İnsan, içinde taşıdığı bu ruh sayesinde meleklerden, daha üstündür ve yer yüzünde Allah"ın halifesidir. (Bakara 30)
İslamda insanın can güvenliğine, hayat hakkına büyük önem verilmiş ve bu hakkın dokunulmaz olduğu belirtilmiştir. "Zarurat-ı diniyye" şeklinde ifade edilen temel değerler sıralamasında "canın muhafazası" önemli bir yer tutmaktadır. Diğer temel hakların hepsinin canın korunması ile alakası vardır.
İslam, hayatın korunmasını hukuki teminat altına almış ve bir takım maddi ve manevi yaptırımlar koymuştur.
Haksız yere bir cana kıymak; bütün insanları öldürmek, bir insanın hayatını kurtarmakta bütün insanlara hayat vermek gibidir. (Maide 32) İslam dininde kişilere karşı işlenen öldürme ve yaralama suçlarında misli ile cezalandırma (kısas) ilkesi esastır. Konu ile ilgili bir çok ayet ve hadis vardır. (Bakara, 178 İsra, 33 Buhari; Müslim İbn Mace) Savaş halinde bile Müslüman savaşçıların düşmanı öldürme hakkı çok sınırlı tutulmuş, kadın, çocuk, din adamı, yaşlı, kimsesizler, sivil halk gibi fiilen savaşa katılmayanların öldürülmesi yasaklanmış, savaş esirlerinin yaşama hakkı korunmuştur.
Fiili savaş durumu, cezanın infazı, meşru müdafaa gibi hukuka uygunluk halleri bu yasanın dışında kalır. İslam dininde insan canına kıymanın manevi (uhrevi) yönden de bir takım müeyyideleri vardır.

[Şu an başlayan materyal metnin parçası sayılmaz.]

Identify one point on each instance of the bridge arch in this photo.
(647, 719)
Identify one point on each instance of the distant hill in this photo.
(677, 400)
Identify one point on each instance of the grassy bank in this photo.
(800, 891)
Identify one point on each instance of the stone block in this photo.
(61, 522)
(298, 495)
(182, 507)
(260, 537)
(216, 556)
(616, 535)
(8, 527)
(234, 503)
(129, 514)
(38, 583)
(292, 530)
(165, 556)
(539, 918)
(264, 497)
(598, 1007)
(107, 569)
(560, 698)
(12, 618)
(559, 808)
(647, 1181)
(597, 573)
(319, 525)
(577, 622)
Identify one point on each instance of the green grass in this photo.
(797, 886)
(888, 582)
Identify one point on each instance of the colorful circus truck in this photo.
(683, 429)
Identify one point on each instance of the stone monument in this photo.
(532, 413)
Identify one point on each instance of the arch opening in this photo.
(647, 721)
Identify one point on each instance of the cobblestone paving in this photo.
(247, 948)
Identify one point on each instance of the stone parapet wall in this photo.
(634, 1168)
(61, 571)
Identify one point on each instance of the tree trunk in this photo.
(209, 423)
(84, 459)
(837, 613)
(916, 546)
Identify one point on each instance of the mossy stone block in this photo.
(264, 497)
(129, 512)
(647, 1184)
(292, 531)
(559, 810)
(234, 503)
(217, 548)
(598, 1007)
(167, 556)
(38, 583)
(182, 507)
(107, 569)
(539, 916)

Haksız yere cana kıyanlar Allah"ın gazap ve lanetine uğrarlar. (Nisa, 93 Buhari; Müslim)
İnsanın en temel haklarından olan "yaşama(hayat) hakkı muhteremdir. Bu hakkı gasp edenler dünya ve ahiret yönüyle kendilerini helak etmişler ve kendilerine yazık etmişlerdir.